After the 1963 election saw the defeat of David Lewis, who had been Deputy Leader of the New Democratic Party, Doug Fisher became Deputy Leader.

===Journalism===
Economic pressures ensued as MPs were only paid $10,000 a year at the time and Fisher needed to support a growing family. Offered a job by Toronto Telegram publisher John W. H. Bassett, he began freelancing as a political columnist in 1961 while sitting as an MP.

Finding journalism more rewarding than politics, Fisher retired from the House of Commons prior to the 1965 general election after eight years as an MP. He remained on Parliament Hill as a full-time parliamentary columnist. In the 1968 general election, Fisher reconciled with the NDP, and attempted a political comeback as the party's candidate in the suburban Toronto riding of York Centre, but came in second to the Liberal candidate.

When the Telegram folded in 1971, Fisher joined the upstart Toronto Sun as its Ottawa columnist. He remained a columnist for the Sun chain of newspapers until his retirement in 2006. With almost a half-century of his life spent in and covering Parliament, Fisher was considered the dean of political writers in Canada.
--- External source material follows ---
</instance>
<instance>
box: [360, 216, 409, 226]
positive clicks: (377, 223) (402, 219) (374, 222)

Fisher also worked for more than 30 years as host of a Sunday night TV show, Insight, on Ottawa's CJOH-TV and made regular appearances on CTV’s Question Period.

===Sports===
In 1969, Fisher co-authored a federal task report on sport. In the 1970s, he was appointed by the government to serve on the boards of Hockey Canada, the Coaching Association of Canada, and the Sports Information Centre.

He was a director of Hockey Canada from 1971 to 1978, and chair from 1974 to 1977, and played a role in organizing the 1972 Summit Series between Team Canada and the Soviet national hockey team and in founding the Canada Cup international ice hockey tournament in 1976.

He was a director of Canada’s Sports Hall of Fame from 1974 to 1992.

In 1975, he co-authored Canada's Sporting Heroes.

From 1979 to 1980, Fisher worked as a one-man provincial commission of inquiry reporting into the state and the future needs of recreation and sport in Ontario.

===Family===
In 1948, Fisher married Barbara Elizabeth Lamont (1922-2017), the daughter of a clergyman whom he met while they were both studying to become librarians. They eventually got divorced.

They had five sons: Matthew, Mark, Luke, John and Tobias. Matthew Fisher was a foreign correspondent for the National Post. Tobias Fisher worked for the Canadian Broadcasting Corporation and was the network's parliamentary assignment editor.

===Awards===
Fisher was the recipient of the 2001 Distinguished Service Award of the Canadian Association of Former Parliamentarians, "presented annually to a former parliamentarian who has made an outstanding contribution to the country and its democratic institutions."

===Retirement and death===
Fisher retired at the age of 86, due to declining health. His last column appeared on July 30, 2006. He died on September 18, 2009, only one day shy of his 90th birthday.